US: Massachusetts will require that all staffers at nursing homes and other long-term care venues get a Covid vaccine by 1 September and be fully vaccinated by 10 October, state officials announced Wednesday. The mandate includes exemptions for medical or religious reasons.
US: Future travellers to the US will have to be fully vaccinated a White House official has said. The new requirement is being discussed as part of a phased approach to easing restrictions for foreign visitors.
UK: Millions of Britons have been given the green light to travel to Europe’s holiday hotspots, avoiding quarantine on return from France and Spain where concerns have been raised about Covid variants. The announcement was part of wider changes to travel rules for people travelling in and out of the UK.
The UK also eased rules for arrivals from India, Bahrain, and travel hubs the United Arab Emirates and Qatar. Those countries will move from the UK’s highest-risk “red” list to its medium-risk “amber” list, meaning arrivals will no longer need to quarantine in a government-approved hotel.
Six other European nations, including Germany, were added to the lowest-risk “green” list, meaning all visitors can avoid quarantine whether or not they are fully vaccinated. All changes will come into effect from 4 am on Sunday, 8 August.

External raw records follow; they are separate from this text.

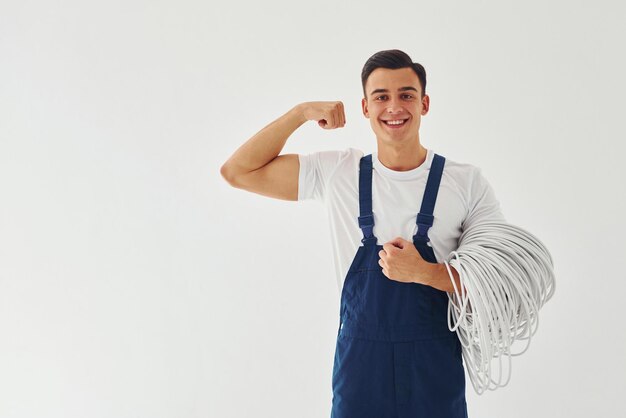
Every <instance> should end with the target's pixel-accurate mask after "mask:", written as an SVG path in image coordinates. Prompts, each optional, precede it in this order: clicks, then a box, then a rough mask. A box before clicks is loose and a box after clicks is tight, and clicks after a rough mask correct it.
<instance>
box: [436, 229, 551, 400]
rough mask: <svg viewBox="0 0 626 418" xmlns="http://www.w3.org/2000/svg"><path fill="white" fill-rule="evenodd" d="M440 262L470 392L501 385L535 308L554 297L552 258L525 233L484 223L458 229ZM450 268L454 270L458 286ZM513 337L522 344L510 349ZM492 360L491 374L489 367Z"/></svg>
mask: <svg viewBox="0 0 626 418" xmlns="http://www.w3.org/2000/svg"><path fill="white" fill-rule="evenodd" d="M444 264H445V265H446V269H447V270H448V275H449V276H450V280H451V281H452V285H453V287H454V293H448V298H449V303H448V328H449V329H450V331H456V333H457V336H458V337H459V341H460V342H461V345H462V348H463V359H464V361H465V365H466V370H467V373H468V375H469V377H470V381H471V382H472V386H473V387H474V390H475V391H476V393H478V394H479V395H480V394H482V393H483V392H484V391H485V390H495V389H497V388H498V387H502V386H506V385H507V384H508V383H509V380H510V378H511V357H512V356H519V355H521V354H523V353H524V352H525V351H526V350H527V349H528V347H529V346H530V340H531V337H532V336H533V335H534V333H535V332H536V331H537V327H538V325H539V310H540V309H541V307H542V306H543V305H544V304H545V303H546V302H547V301H548V300H549V299H550V298H551V297H552V296H553V295H554V290H555V282H554V270H553V267H554V266H553V261H552V256H551V255H550V253H549V252H548V250H547V248H546V247H545V246H544V245H543V243H542V242H541V241H540V240H539V239H538V238H537V237H535V236H534V235H532V234H531V233H530V232H528V231H526V230H524V229H522V228H520V227H518V226H515V225H512V224H509V223H506V222H494V221H489V222H482V223H480V224H477V225H475V226H472V227H471V228H468V229H466V230H465V231H463V233H462V234H461V237H460V238H459V248H457V250H456V251H452V252H451V253H450V254H449V255H448V258H447V259H446V260H445V261H444ZM450 266H452V267H454V268H455V269H456V270H457V272H458V273H459V279H460V280H459V281H460V285H461V289H459V288H458V287H457V285H456V281H455V280H454V276H453V275H452V271H451V269H450ZM518 340H526V344H525V347H524V349H523V350H522V351H519V352H515V353H514V352H512V350H511V348H512V345H513V343H514V342H516V341H518ZM504 356H507V358H508V362H507V363H506V365H507V367H506V370H505V368H504V367H503V357H504ZM496 358H497V359H498V361H497V363H496V365H497V367H496V368H495V372H496V374H497V377H496V376H494V370H493V369H492V363H493V360H494V359H496ZM503 379H505V380H504V381H503Z"/></svg>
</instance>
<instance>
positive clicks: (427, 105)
mask: <svg viewBox="0 0 626 418" xmlns="http://www.w3.org/2000/svg"><path fill="white" fill-rule="evenodd" d="M429 108H430V96H429V95H427V94H425V95H424V97H423V98H422V116H424V115H425V114H426V113H428V109H429Z"/></svg>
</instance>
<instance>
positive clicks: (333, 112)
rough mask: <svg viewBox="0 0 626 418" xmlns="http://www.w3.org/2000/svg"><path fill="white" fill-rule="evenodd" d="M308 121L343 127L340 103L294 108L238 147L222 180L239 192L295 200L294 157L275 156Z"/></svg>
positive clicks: (273, 121) (344, 116)
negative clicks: (240, 145)
mask: <svg viewBox="0 0 626 418" xmlns="http://www.w3.org/2000/svg"><path fill="white" fill-rule="evenodd" d="M309 120H316V121H317V123H318V125H319V126H320V127H322V128H324V129H335V128H340V127H343V126H345V124H346V117H345V113H344V109H343V103H342V102H338V101H337V102H305V103H300V104H298V105H296V106H294V107H293V108H292V109H290V110H289V111H288V112H287V113H285V114H284V115H282V116H281V117H279V118H278V119H276V120H275V121H273V122H272V123H270V124H269V125H267V126H265V127H264V128H263V129H261V130H260V131H259V132H257V133H256V134H255V135H254V136H253V137H252V138H250V139H249V140H248V141H246V142H245V143H244V144H243V145H242V146H240V147H239V148H238V149H237V150H236V151H235V153H234V154H233V155H232V156H231V157H230V158H229V159H228V160H227V161H226V162H225V163H224V165H223V166H222V168H221V170H220V172H221V174H222V177H224V179H226V181H228V183H229V184H230V185H231V186H233V187H236V188H239V189H243V190H247V191H249V192H253V193H257V194H261V195H264V196H268V197H273V198H276V199H283V200H298V173H299V169H300V162H299V160H298V155H297V154H284V155H279V154H280V152H281V151H282V149H283V147H284V146H285V143H286V142H287V139H288V138H289V137H290V136H291V134H292V133H293V132H294V131H295V130H296V129H298V128H299V127H300V126H302V125H303V124H304V123H305V122H307V121H309Z"/></svg>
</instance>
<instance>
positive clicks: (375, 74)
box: [365, 67, 422, 94]
mask: <svg viewBox="0 0 626 418" xmlns="http://www.w3.org/2000/svg"><path fill="white" fill-rule="evenodd" d="M404 86H413V87H415V88H416V89H417V91H419V92H421V91H422V89H421V87H420V82H419V78H417V74H415V71H413V69H412V68H409V67H406V68H397V69H394V70H392V69H390V68H377V69H375V70H374V71H372V73H371V74H370V76H369V77H368V79H367V82H366V83H365V88H366V91H367V93H368V94H369V93H370V92H371V91H373V90H374V89H389V90H391V91H395V90H396V89H397V88H398V87H404Z"/></svg>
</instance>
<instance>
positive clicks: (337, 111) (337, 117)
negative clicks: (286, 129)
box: [301, 102, 346, 129]
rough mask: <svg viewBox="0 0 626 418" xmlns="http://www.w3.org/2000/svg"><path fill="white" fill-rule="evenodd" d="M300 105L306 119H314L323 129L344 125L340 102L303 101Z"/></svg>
mask: <svg viewBox="0 0 626 418" xmlns="http://www.w3.org/2000/svg"><path fill="white" fill-rule="evenodd" d="M301 106H302V109H303V114H304V117H305V118H306V120H315V121H317V124H318V125H319V126H321V127H322V128H324V129H335V128H343V127H344V126H345V125H346V115H345V113H344V111H343V103H342V102H305V103H302V105H301Z"/></svg>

The boss of one of the UK’s largest insurance firms has suggested that employers in London’s financial district may be struggling more than those in other cities to persuade office workers to return to their desks as coronavirus restrictions ease. Nigel Wilson, chief executive of Legal & General, said there were “a lot fewer people working in the City” compared with urban centres across the UK, Europe and the US.
China: China imposed new travel and movement restrictions across the nation, including in its highly protected capital of Beijing, as a delta-driven outbreak grew to over 500 symptomatic cases scattered across 15 provinces and municipalities. Public transport and taxi services were curtailed in 144 of the worst-hit areas nationwide, while officials curbed train service and subway usage in Beijing, where three new cases were reported Wednesday. Hong Kong re-imposed quarantine on travelers from the mainland, though an exception remained for the southern Guangdong province which neighbors the financial city.

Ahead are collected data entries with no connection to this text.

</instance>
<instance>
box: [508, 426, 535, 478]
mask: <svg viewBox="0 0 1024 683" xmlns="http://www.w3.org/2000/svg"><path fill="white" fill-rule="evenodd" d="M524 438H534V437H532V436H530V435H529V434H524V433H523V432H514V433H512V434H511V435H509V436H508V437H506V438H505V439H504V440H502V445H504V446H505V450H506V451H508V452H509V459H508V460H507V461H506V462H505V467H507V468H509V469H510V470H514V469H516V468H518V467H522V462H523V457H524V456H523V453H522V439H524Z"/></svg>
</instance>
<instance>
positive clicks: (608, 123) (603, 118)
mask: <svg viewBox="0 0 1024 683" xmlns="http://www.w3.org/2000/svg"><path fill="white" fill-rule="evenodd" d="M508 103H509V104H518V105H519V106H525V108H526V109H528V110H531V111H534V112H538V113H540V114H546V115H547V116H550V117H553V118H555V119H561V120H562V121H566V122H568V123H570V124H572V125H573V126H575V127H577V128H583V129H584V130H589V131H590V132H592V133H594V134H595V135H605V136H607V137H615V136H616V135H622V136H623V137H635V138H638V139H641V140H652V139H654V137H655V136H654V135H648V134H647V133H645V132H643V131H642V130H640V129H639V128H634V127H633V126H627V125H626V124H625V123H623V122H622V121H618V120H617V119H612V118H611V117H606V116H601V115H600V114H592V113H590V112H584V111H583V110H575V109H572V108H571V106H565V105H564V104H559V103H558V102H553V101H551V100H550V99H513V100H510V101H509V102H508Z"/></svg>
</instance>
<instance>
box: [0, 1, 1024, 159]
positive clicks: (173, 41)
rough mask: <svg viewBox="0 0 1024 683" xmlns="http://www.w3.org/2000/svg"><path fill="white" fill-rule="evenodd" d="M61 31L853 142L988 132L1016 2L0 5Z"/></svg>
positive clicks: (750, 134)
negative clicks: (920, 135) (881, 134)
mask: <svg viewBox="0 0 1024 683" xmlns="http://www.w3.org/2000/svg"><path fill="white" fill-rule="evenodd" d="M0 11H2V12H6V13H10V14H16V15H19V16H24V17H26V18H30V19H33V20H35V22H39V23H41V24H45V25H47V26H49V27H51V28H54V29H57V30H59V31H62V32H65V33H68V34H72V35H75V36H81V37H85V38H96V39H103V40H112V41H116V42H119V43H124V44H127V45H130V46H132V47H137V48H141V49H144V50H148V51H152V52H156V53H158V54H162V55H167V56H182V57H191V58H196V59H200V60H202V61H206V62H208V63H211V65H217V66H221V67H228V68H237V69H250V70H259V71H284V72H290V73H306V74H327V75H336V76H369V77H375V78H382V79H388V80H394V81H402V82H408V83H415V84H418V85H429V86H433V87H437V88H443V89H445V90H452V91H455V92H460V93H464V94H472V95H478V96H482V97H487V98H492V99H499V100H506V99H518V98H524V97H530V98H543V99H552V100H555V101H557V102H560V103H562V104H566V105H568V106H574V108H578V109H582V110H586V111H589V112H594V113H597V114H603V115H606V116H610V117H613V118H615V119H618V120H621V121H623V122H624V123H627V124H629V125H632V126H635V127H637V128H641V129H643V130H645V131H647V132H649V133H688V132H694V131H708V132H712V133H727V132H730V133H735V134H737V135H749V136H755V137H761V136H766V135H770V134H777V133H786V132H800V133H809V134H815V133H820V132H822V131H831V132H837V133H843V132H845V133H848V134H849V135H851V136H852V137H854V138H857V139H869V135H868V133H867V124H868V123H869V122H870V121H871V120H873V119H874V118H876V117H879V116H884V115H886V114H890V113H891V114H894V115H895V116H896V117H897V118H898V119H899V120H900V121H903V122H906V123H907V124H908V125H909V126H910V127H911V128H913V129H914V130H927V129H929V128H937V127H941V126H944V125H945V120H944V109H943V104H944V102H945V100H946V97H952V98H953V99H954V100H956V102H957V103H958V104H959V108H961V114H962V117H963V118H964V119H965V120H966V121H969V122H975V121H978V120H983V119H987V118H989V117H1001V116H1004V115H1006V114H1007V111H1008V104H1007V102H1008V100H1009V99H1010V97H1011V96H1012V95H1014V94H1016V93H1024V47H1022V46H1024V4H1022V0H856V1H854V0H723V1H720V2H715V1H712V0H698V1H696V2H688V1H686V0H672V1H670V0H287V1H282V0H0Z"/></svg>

US: Organizers of the 2021 New York International Automobile Show have canceled the event for the second year in a row, citing concerns over the spread of the Covid-19 delta variant. The annual event was to be held in its traditional venue, the Jacob K. Javits Convention Center in Manhattan. This marks the second-consecutive year that the 121-year-old New York Auto Show was canceled. The organizers expressed confidence the show will return to its regular spring schedule in April 2022.